Many organizations want to help their own during tough times. Relief funds offer a vehicle to provide much-needed financial assistance to individuals during unforeseen disasters and personal hardships. And those that comply with regulatory requirements allow for tax-deductible donations and tax-free grants within the United States. 

 However, navigating the myriad regulations and best practices can be confusing. In fact, research shows that many self-administered relief funds are inadvertently in violation of regulatory requirements and/or are operating with inefficient practices. Numerous IRS administrative rulings have been issued to foundations that were established to provide disaster and hardship grants to employees in need, and some of these foundations have had their tax-exempt status revoked. Charitable Solutions, LLC reports that its audits of employee-focused relief funds show that many funds are missing important compliance elements, including elements which should not be included, and/or taking more compliance risk than is necessary. 

 As a starting point, the elements below provide a brief overview of some of the essential regulatory requirements for disaster and hardship relief funds: 

 Charitable Class

A tax-exempt relief fund’s charitable class is the group of individuals who are eligible to apply for and receive a grant. According to IRS Publication 3833 (Disaster Relief: Providing Assistance Through Charitable Organization): “A charitable class must be large enough or sufficiently indefinite that the community as a whole, rather than a pre-selected group of people, benefits when a charity provides assistance. For example, a charitable class could consist of all the individuals in a city, county or state. This charitable class is large enough that the potential beneficiaries cannot be individually identified and providing benefits to this group would benefit the entire community.” 

 How does a charitable class function for employee-focused relief funds? 

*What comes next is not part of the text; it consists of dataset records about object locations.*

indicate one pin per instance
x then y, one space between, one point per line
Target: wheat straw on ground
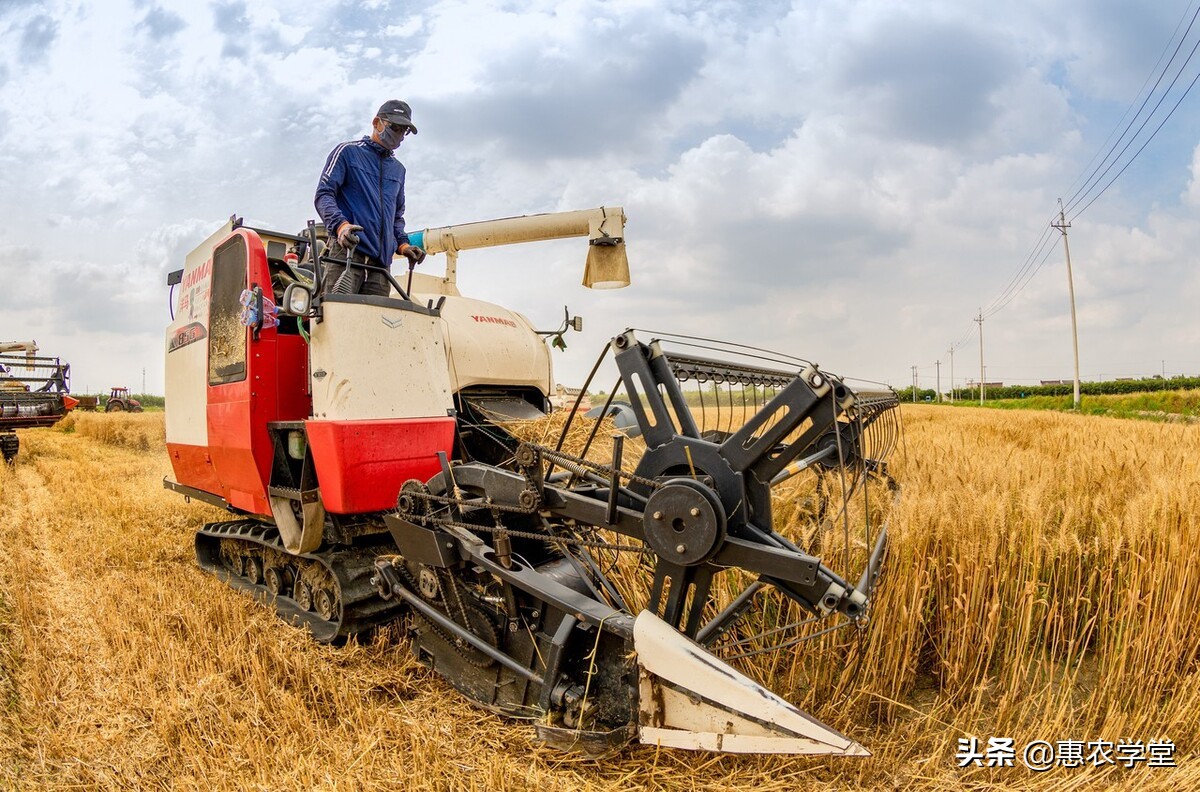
1041 586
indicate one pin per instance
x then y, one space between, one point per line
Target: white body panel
491 346
378 363
695 701
187 363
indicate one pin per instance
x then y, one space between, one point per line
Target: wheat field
1041 585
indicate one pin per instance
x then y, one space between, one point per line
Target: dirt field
1042 585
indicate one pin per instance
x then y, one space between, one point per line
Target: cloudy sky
850 181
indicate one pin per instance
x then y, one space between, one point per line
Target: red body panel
361 465
237 463
193 467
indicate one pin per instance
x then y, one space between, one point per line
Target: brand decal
197 275
186 335
508 323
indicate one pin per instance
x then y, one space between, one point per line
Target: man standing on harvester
360 198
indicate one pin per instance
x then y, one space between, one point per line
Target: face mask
389 138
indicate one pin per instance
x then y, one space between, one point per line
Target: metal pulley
684 522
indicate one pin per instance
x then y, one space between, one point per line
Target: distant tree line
1065 389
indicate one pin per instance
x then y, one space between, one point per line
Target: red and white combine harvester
360 445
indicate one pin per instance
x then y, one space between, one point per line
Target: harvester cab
369 450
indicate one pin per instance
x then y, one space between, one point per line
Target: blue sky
844 180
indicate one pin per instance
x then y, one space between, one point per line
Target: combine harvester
360 444
34 391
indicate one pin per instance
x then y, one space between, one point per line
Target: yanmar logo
508 323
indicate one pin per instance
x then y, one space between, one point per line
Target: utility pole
979 319
952 375
1062 226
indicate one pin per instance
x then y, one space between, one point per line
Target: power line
1188 90
1081 193
1041 251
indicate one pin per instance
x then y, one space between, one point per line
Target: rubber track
360 606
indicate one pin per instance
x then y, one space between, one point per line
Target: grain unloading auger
376 473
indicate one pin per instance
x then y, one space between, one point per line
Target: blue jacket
365 185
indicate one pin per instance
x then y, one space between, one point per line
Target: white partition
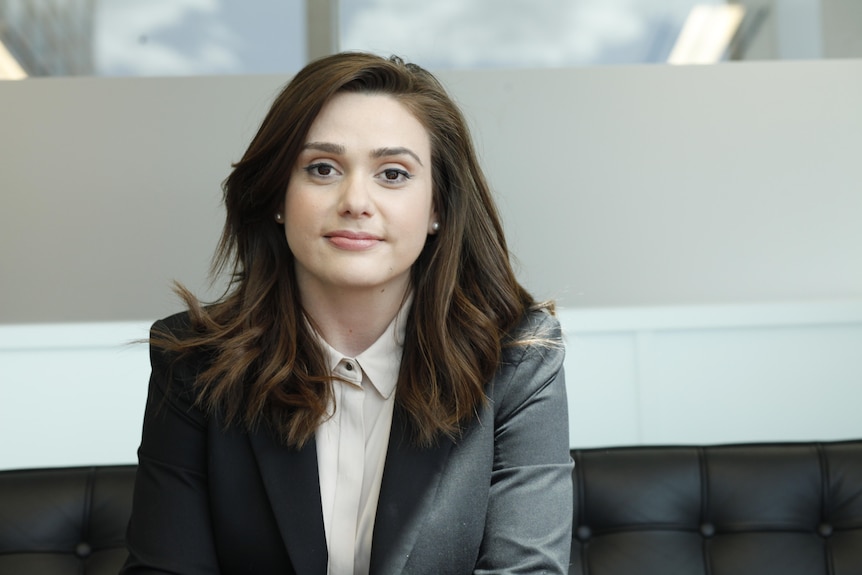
714 374
71 394
74 394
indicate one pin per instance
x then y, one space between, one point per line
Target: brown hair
265 363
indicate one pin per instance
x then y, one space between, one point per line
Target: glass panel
153 37
554 33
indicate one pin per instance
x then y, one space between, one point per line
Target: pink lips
350 240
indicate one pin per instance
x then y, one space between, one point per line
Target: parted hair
264 365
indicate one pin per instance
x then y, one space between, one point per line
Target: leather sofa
749 509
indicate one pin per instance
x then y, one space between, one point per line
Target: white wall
625 190
74 394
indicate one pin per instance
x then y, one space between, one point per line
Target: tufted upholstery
64 521
783 509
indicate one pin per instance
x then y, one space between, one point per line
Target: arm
529 522
170 528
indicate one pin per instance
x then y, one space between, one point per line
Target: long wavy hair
264 365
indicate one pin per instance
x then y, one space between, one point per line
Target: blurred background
204 37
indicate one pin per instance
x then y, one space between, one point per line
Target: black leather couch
782 509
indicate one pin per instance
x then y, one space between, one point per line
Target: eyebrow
378 153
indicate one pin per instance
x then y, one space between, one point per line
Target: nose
355 200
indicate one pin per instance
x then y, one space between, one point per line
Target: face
358 209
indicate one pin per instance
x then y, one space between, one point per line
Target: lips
352 240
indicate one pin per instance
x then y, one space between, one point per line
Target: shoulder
533 355
538 332
178 325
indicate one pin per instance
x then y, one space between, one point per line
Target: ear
433 223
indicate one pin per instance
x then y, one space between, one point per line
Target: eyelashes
326 171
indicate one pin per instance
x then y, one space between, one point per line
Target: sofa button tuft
83 550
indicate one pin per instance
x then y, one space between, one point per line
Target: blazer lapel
291 481
411 477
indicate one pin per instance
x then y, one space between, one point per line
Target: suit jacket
210 499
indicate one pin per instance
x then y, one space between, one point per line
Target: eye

 Many organizations choose to focus on providing financial assistance to their employees, whether full-time and/or part-time employees, retirees, contractors, U.S. and/or non-U.S. based employees, some combination of these, or some other employment-related criteria. 

 When considering charitable class for these types of relief funds, IRS Publication 3833 states that, “if the group of eligible beneficiaries is limited to a smaller group, such as the employees of a particular employer, the group of persons eligible for assistance must be indefinite. To be considered to benefit an indefinite class, the proposed relief program must be open-ended and include employees affected by the current disaster and those who may be affected by a future disaster.” 

Grant Criteria

In addition to defining the fund’s charitable class, a regulatory compliant disaster and hardship relief fund must be established with specific written and objective grant criteria, which guide the nondiscriminatory grant review and award process. Grant criteria includes: 

  • What occurred to make the applicant eligible for a grant?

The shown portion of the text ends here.